Universität Hamburg
Das Teilprojekt des Arbeitsbereichs Arbeits- und Organisationspsychologie der Universität Hamburg beschäftigt sich mit der Analyse von Wirkungen von Arbeit auf Abruf auf die Beschäftigten und mit der Identifizierung individueller und organisationaler Bewältigungsstrategien.
Zu diesem Zweck sollen mit neuen Analyseverfahren umfangreiche empirische Untersuchungen durchgeführt werden, die neben psychologischen auch physiologische Auswirkungen erfassen sollen. Daneben werden die Auswirkungen auf die Freizeitgestaltung sowie Familie und Angehörige (Work-Life-Balance) mit Beschäftigten unterschiedlicher Branchen untersucht. Einerseits sollen die Effekte von individuellen Bewältigungsstrategien zu Flexibilisierungsanforderungen berücksichtigt werden. Andererseits soll einbezogen werden, inwieweit die konkrete Ausgestaltung von Arbeit auf Abruf, Belastungen und Ressourcen bei der Arbeit und in der Freizeit, intervenierende Effekte auf den Zusammenhang zwischen Arbeit auf Abruf und Gesundheit haben. Auch die Wirkungen der Nutzung technischer Hilfsmittel sowie arbeitsrechtliche Bedingungen sollen geprüft werden. Die Lebenssituation der Beschäftigten, Geschlechtszugehörigkeit und Alter sollen besonders gewichtet werden.

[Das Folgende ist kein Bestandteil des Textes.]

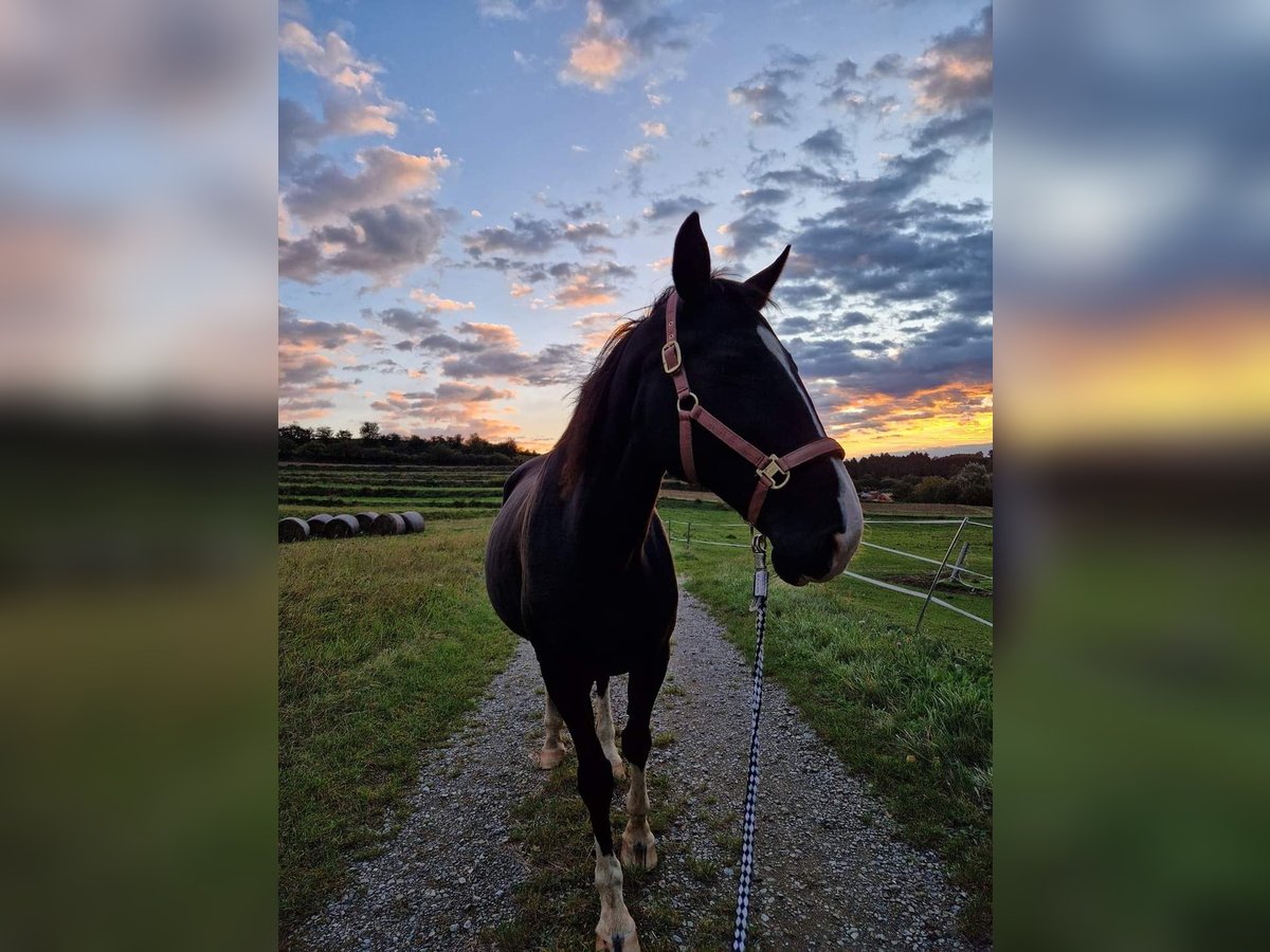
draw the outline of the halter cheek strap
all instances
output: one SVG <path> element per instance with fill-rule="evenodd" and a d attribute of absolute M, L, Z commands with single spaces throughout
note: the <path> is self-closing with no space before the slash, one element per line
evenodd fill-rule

Auf dieser Grundlagen sowie unter Berücksichtigung der Ergebnisses des Teilvorhabens 1 (Helmut-Schmidt-Universität) sollen gemeinsam mit den am Projekt beteiligten Unternehm en Handlungskonsequenzen und generalisierte Strategien entwickelt, exemplarisch erprobt und evaluiert werden. Es sind besonders solche Regelungen zu berücksichtigen, die den spezifischen Bedarfen von Männern und Frauen in unterschiedlichen Familiensituationen und von unterschiedlichen Altersgruppen gerecht werden. In einem ersten Schritt sollen spezifische Lösungen für die am Verbundvorhaben beteiligten Partner der unterschiedlichen Branchen erarbeitet werden. Damit wird es möglich, konkrete Handlungskonsequenzen für spezifische Betriebe zu entwickeln und dabei unterschiedliche Branchen und Organisationen einzubeziehen. In einem zweiten Schritt sollen Lösungen erarbeitet werden, die breit anwendbar sind. Unter Einbeziehung sämtlicher Ergebnisse der Teilvorhaben sollen Modelle zu Rufbereitschaft aus arbeitspsychologischer, arbeitsmedizinischer, arbeitsrechtlicher und betriebswirtschaftlicher Sicht entwickelt und dabei auch Aussagen über technische Lösungen formuliert werden. Die Phase wird in enger Abstimmung mit den am Projekt beteiligten Multiplikatoren durchgeführt.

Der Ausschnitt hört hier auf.